Was macht den Meursault-Dorflage von Schann-Franswoa so grandios? Da gibt es viele Stimmen, meist Premium-Weinhändler und Edelwein-Verkoster (die ganz üble Sorte Weinwichtel), die eigentlich alle unterschiedliche Ansichten und Erklärungen haben, warum er so grandios ist. Dabei ist die einzige Erklärung ganz einfach: Er schmeckt einfach supersuper!
Für mich sind es nur zwei Komponenten, die diesen Wein grandios machen. Nur zwei bedeutet: Die Weine von Coche-Dury sind nicht vielschichtig. Das ist alleine meine Meinung. Kapiert? (Bevor die Shitstorm-Mails wieder den Redaktionsassistenten aus dem Gleichgewicht bringen)
Nicht vielschichtig also.
Alleine diese Bemerkung wird jetzt wieder Gemüter zur Weißglut bringen. Ein Chardonnay, eigentlich „der“ Dorflagen-Chardonnay aus dem Burgund, wo der Chardonnay ja zu Hause ist, so ein Chardonnay muss vielschichtig sein, denn anders ist sein Preis (aktuell um die 200 Euro – wenn man überhaupt einen bekommt) nicht zu erklären. Ist ein Château Pétrus vielschichtig? Nö!
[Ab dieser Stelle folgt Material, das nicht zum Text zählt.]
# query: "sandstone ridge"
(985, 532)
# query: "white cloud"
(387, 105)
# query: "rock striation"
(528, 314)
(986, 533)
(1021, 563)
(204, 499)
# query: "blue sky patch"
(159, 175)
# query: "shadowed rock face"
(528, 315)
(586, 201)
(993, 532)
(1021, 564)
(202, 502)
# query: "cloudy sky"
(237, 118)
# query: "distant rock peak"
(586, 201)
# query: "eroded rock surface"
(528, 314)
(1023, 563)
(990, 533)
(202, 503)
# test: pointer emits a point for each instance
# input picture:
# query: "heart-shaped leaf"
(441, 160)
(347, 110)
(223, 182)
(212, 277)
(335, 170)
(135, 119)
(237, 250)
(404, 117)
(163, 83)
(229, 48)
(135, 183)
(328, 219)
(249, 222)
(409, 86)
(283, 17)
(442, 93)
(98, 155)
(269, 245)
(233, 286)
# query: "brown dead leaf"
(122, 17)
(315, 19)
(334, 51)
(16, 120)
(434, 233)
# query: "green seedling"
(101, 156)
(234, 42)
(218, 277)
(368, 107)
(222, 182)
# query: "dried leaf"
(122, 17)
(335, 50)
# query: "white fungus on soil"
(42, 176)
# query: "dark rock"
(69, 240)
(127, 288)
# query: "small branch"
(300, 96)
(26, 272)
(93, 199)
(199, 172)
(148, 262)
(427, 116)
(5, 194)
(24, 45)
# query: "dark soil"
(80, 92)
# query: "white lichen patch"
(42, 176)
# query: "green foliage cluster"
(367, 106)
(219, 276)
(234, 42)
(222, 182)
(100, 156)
Ist ein Masseto vielschichtig? Nö! Und beide Weine sind noch viel teurer als der ohnehin schon teure Coche. Überschätzte, plumpe Saftbomben sind sie auch. Das ist der Coche nicht. Aber vielschichtig eben auch nicht. Der Preis macht also keine Vielschichtigkeit. Aber die braucht dieser Wein ohnehin nicht.
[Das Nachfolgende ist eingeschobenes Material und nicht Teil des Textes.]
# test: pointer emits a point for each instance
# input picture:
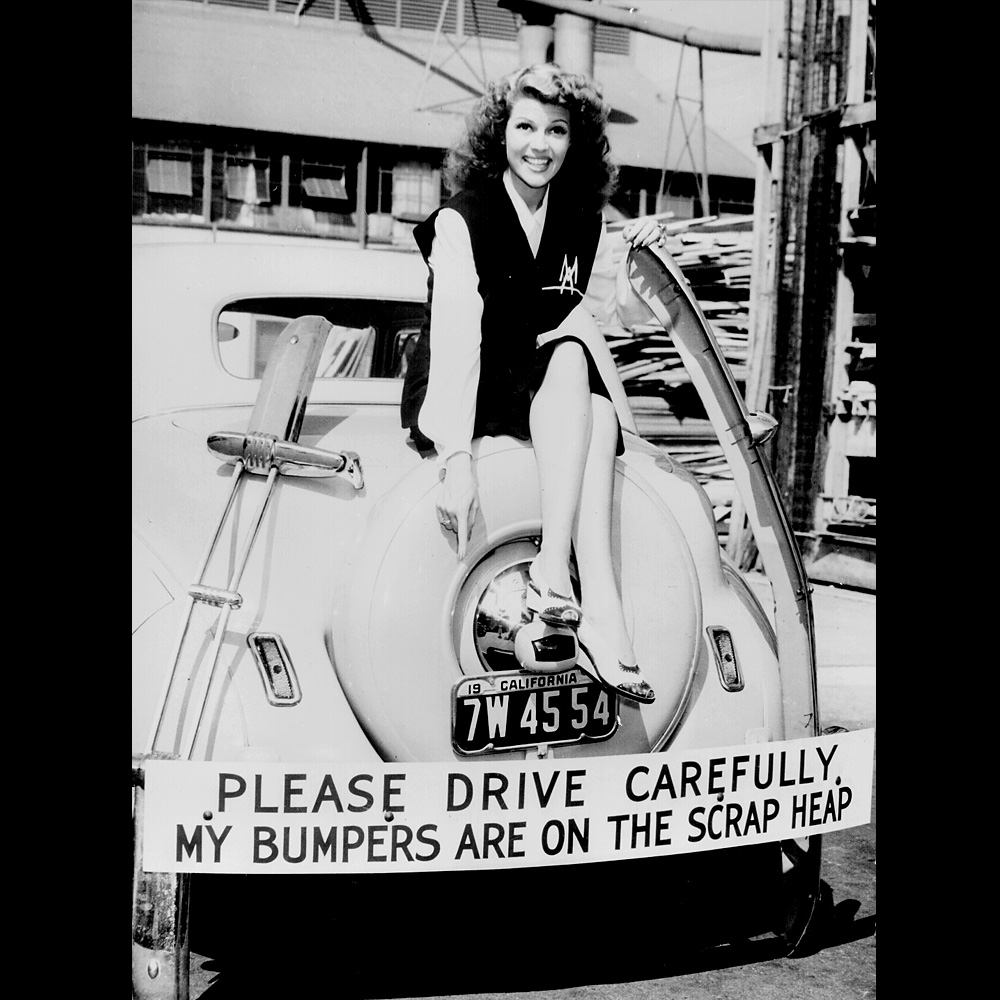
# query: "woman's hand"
(643, 232)
(458, 503)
Ein Teil des Weingeschwätzes lautet, dass hervorragende und dann meist auch teure Weine so vielschichtig sein müssen wie eine asiatische Konkubine. Müssen sie nicht! Es genügen zwei, drei bis zum Anschlag herausgearbeitete Komponenten, um sie unverwechselbar zu machen. Die Handschrift des Winzers ist entweder eine dieser Komponenten, oder sie vereint die Komponenten. Bei Schann-Franswoa ist es die Handschrift, die 1. die Salze des Terroirs und 2. den Holzeinsatz vereint. Und noch mehr als die Salze des Terroirs ist es der sehr spezielle Einsatz der Stückfässer, das Verhältnis zwischen neuem und gebrauchtem Holz, der für diesen herrlichen Geschmack des Schann-Franswoa-Dorflagen-Meursault verantwortlich zeichnet. Finde ich. Und habe richtig gefunden.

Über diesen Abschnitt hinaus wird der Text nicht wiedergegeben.